Netflix’s investment in original African stories has seen a hoard of brilliant minds and their creations gain access to global audiences. The latest creative to share their narrative on the global streaming platform is award-winning Nigerian director Toyin Ibrahim Adekeye and his first feature film ‘Bigger Than Africa’. The film, produced by Los Angeles-based Motherland Productions is available on the streaming platform this Friday, May 13th.
Adekeye’s ‘Bigger Than Africa’ premiered at various film festivals around the world, and fans of the historical documentary have anticipated its release since its debut in 2018. The documentary film delves into West African history and culture, with a keen focus on the Yoruba communities and how they transcended slavery beyond any historian’s wildest imagination. Those who know the history of the trans-Atlantic slave trade understand how fierce a people had to be in order to avoid capture, and now international viewers will get a history lesson about how these communities preserved their culture, The Yoruba countries across Nigeria, Benin, and Togo continue to flourish across the continent today and makeup over 46 million of West Africa’s population. The film takes viewers on a journey across six countries: Brazil, the United States, Cuba, Nigeria, Trinidad & Tobago, and the Republic of Benin.
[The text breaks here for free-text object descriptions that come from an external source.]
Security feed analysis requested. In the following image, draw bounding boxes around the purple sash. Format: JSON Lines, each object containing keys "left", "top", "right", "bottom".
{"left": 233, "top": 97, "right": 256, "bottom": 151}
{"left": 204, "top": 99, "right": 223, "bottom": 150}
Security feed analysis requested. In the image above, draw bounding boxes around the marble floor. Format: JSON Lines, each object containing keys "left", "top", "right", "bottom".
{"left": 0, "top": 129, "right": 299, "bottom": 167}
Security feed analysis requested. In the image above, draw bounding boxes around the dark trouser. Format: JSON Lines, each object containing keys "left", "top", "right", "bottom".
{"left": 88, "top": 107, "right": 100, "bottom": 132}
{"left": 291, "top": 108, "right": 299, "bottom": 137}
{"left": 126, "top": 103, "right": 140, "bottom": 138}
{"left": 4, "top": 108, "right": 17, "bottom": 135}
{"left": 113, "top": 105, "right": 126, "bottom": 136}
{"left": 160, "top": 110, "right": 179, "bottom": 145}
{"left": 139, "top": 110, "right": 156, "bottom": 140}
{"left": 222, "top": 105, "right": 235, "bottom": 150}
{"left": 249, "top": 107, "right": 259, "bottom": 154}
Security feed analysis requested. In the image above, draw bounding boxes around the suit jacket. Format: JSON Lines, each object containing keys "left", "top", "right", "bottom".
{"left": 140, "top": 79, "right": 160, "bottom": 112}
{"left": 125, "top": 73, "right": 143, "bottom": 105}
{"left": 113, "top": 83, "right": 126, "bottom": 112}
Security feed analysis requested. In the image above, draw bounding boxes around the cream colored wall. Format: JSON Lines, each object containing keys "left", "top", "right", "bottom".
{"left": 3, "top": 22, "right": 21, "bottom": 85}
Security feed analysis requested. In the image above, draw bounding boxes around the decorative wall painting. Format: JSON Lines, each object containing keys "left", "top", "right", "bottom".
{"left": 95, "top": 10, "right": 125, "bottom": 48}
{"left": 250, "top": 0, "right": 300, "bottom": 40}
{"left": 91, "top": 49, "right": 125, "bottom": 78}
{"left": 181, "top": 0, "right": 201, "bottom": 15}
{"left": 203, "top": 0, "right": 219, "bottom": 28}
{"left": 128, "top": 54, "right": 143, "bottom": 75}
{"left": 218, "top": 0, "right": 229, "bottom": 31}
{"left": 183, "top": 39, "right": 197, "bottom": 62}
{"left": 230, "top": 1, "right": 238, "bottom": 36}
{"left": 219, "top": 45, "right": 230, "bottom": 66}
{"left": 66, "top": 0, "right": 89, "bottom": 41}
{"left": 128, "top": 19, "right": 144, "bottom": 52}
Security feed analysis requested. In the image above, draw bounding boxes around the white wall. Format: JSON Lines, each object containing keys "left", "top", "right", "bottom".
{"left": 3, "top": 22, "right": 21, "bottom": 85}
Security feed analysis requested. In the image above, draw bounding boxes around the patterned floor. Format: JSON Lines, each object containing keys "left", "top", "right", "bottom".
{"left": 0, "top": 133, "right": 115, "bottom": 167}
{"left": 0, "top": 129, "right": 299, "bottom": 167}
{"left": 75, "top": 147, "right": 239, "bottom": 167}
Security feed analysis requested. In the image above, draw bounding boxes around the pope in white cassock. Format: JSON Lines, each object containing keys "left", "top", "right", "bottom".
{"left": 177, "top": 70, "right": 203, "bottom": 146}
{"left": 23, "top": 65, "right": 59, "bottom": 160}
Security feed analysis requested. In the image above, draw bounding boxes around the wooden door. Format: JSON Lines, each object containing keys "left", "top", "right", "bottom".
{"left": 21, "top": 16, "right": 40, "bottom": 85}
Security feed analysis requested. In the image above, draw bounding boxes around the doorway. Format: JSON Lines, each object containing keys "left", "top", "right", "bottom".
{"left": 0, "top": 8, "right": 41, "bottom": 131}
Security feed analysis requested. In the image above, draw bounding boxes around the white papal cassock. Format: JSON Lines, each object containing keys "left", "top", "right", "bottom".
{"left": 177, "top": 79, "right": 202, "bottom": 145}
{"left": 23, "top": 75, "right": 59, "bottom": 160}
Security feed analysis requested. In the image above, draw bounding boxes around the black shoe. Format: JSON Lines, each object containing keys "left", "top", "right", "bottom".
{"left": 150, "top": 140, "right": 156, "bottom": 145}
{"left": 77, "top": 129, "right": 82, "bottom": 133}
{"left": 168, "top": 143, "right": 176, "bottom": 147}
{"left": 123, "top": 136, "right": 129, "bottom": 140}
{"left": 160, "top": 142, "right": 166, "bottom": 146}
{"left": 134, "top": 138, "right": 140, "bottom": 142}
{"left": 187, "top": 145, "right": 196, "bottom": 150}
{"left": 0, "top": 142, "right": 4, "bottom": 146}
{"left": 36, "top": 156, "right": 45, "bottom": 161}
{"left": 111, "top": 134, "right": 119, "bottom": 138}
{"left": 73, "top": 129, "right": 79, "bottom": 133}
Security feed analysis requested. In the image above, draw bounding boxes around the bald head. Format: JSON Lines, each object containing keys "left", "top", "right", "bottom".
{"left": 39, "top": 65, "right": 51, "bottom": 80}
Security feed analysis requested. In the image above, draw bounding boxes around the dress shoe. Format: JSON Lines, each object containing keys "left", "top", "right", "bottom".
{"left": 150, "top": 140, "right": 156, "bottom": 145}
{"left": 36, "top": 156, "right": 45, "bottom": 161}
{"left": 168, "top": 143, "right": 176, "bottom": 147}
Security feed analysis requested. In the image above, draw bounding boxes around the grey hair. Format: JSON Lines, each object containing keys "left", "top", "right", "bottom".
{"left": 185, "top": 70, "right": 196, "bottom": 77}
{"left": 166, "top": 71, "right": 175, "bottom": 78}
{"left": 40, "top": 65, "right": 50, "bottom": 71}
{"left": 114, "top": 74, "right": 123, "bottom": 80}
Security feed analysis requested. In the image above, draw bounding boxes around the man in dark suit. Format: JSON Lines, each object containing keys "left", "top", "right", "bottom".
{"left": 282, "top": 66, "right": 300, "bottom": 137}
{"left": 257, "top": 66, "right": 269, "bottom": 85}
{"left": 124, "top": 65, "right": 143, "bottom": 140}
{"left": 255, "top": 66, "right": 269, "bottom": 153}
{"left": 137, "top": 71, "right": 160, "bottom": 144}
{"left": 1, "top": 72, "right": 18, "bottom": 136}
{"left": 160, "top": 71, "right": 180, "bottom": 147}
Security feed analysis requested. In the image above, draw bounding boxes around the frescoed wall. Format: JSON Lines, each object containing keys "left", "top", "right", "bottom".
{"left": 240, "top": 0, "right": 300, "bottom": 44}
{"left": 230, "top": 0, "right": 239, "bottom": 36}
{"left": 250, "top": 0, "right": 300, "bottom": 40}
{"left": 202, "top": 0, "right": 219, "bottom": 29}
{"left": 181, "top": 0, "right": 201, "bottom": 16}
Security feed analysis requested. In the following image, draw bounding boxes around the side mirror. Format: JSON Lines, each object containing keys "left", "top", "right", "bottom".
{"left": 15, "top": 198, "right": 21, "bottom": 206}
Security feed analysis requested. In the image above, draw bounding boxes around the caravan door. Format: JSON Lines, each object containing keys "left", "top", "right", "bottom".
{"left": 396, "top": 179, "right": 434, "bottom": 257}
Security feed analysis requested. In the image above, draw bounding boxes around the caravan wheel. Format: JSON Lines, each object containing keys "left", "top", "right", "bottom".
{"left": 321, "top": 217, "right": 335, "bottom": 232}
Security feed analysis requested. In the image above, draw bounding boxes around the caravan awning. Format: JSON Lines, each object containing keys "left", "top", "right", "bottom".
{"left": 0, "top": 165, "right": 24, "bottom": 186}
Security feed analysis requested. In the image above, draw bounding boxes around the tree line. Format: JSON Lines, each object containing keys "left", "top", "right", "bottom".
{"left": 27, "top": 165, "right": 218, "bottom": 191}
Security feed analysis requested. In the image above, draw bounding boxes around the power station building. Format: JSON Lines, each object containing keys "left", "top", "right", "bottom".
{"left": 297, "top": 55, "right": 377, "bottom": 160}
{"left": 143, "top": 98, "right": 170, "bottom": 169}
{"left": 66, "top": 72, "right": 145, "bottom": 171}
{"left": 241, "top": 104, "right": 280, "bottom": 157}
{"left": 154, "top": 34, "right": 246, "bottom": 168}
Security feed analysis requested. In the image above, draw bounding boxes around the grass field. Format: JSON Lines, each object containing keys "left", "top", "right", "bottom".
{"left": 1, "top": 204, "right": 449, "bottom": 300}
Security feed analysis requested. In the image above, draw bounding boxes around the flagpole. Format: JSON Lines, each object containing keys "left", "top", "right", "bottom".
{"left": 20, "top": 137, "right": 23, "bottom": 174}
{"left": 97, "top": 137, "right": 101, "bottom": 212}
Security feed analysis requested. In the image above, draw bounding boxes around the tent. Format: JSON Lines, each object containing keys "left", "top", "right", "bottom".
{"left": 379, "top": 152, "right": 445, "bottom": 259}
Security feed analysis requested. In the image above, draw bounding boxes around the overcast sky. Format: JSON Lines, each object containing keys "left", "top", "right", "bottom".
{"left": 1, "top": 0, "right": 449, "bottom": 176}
The film is available across the world, and is distributed by KAP FIlm, with the participation of New York-based management agency EGMNY. EGMNY founder Yasmina F. Edwards expressed the importance of educating the world on Africa’s history, saying “For as long as I can remember, African history has been narrated and written about from an eye of the beholder perspective. The person who gets to write it decides what is and what isn’t. For the first time ever, a historical African film is written by an African writer, directed by an African filmmaker, and financed by African investors.”
Nigerian-born, Los Angeles-based director Adekeye says about the film, “I hope it becomes a unifying documentary for all people of African descent irrespective of their countries. It’s a film that uniquely tells the stories of our commonalities rather than our differences.”